“よその子と比べてしまう”ときに読みたい、大切な視点

こんにちは。
子育てをしていると、つい誰かと比べてしまうこと、ありませんか?
- 「あの子はもうオムツ取れてるのに、うちはまだ…」
- 「同い年なのに、あの子はあんなにしゃべる」
- 「保育園の先生に“落ち着きがない”って言われたのは、うちの子だけだった」
そんなとき、心の中にモヤモヤと不安や焦りが広がって、
「私の育て方が悪いのかな…」
「どうしてこの子は他の子と違うんだろう」
と、自分も子どもも責めてしまいそうになる。
でも、それはあなたが「我が子を大切に思っている証拠」です。
「ちゃんと育ってほしい」
「困らないようにしてあげたい」
そんな気持ちがあるからこそ、比べてしまうのです。
今回は、保護者の誰もが感じる「比較」の気持ちを整理しながら、
“わが子の育ち”を信じる視点を一緒に見つけていきたいと思います。
第1章 「比較」はごく自然な感情です
人と人を比べることは、人間の本能でもあります。
- 周囲と比べて安心したり
- 自分の位置を知ろうとしたり
- 努力の方向を決めたり
比較することで“社会で生きていく準備”をしているとも言えます。
だから、「比べちゃいけない」と自分を責めなくても大丈夫。
ただ、その比較が「焦り」や「自己否定」に変わるとき、親子ともに苦しくなってしまいます。
第2章 育ちには「その子だけのペース」がある
言葉を話し始める時期
オムツが取れる時期
ごはんを自分で食べるようになる時期
じっと座って話を聞けるようになる時期
これらはすべて、“平均”や“目安”があっても、発達はグラデーションです。
子どもによって「得意」「不得意」「発達の順序」にはばらつきがあります。
✅ 例えば…
- 3歳で会話が上手な子もいれば、4歳半を過ぎて急に話し出す子もいます
- 運動が得意でおしゃべりが少ない子もいれば、手先は苦手だけど記憶力がすごい子もいます
早くできる=偉い
遅い=ダメ
ではなく、「その子らしい発達の道のり」があるだけなのです。
第3章 比べる視点を変えると、子育てがラクになる
✅(1)“昨日の我が子”と比べてみる
他の子ではなく、“昨日の我が子”と比べてみてください。
- 昨日は泣いてできなかったけど、今日はちょっとだけ挑戦した
- 前は嫌がっていた服が、今日は自分で着られた
- 「イヤ!」と怒っていたのが、「ちょっと待って」と言えるようになった
そんな小さな“変化”や“挑戦”を見つけられると、
「うちの子、ちゃんと育ってるな」と実感できるはずです。
✅(2)“比較”の言葉ではなく“観察”の言葉で見てみる
例:
❌「なんで○○ちゃんみたいに静かにできないの?」
✅「この子は人と関わるのが好きで、気持ちの切り替えがちょっと苦手なんだな」
→ 比較ではなく“観察”で見ることで、怒りや不安が減り、子どもの特徴が見えるようになります。

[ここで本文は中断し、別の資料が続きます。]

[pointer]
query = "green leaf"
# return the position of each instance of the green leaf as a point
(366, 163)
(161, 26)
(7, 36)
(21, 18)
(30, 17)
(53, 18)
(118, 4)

第4章 子どもが比べられて苦しむ前に、大人ができること
子ども自身も、周りと比べられることで自己肯定感が下がってしまうことがあります。
- 「あの子はできるのに、なんで私はダメなの?」
- 「またママに怒られた。ぼくはダメな子なのかな…」
そんな風に思わせないためにも、大人は次のような言葉を意識してみてください。
✅ 子どもを支える言葉がけの例
- 「あなたはあなたのペースで大丈夫だよ」
- 「がんばっている姿、ちゃんと見ているよ」
- 「失敗しても、あなたのことは大好きだよ」
第5章 「比べてしまう自分」も、大切にしていい
「また他の子と比べてしまった…」
「私は親失格なのかな…」
そんな風に思ってしまうとき、自分を責めないでください。
比べるという感情は、我が子を大事に思うからこそ出てくるもの。
“よりよく育ってほしい”という愛情の裏返しです。
だからこそ、その気持ちを「どう活かすか」が大切なのです。
最後に:あなたのまなざしが、子どもを育てる“光”になる
子育ては、比べられやすい環境の中にあります。
SNS、園での様子、成長記録、検診の項目……
たくさんの「基準」に囲まれているからこそ、不安になるのは当然です。
でも、あなたにしか見えない“わが子の成長”が、毎日の中にきっとあるはずです。
誰かと比べて不安になったときは、
一度深呼吸して、「この子がどんなふうに頑張っているか」を思い出してみてください。
子どもにとって、比べる言葉ではなく、
「見守ってくれる大人のまなざし」こそが、最大の栄養です。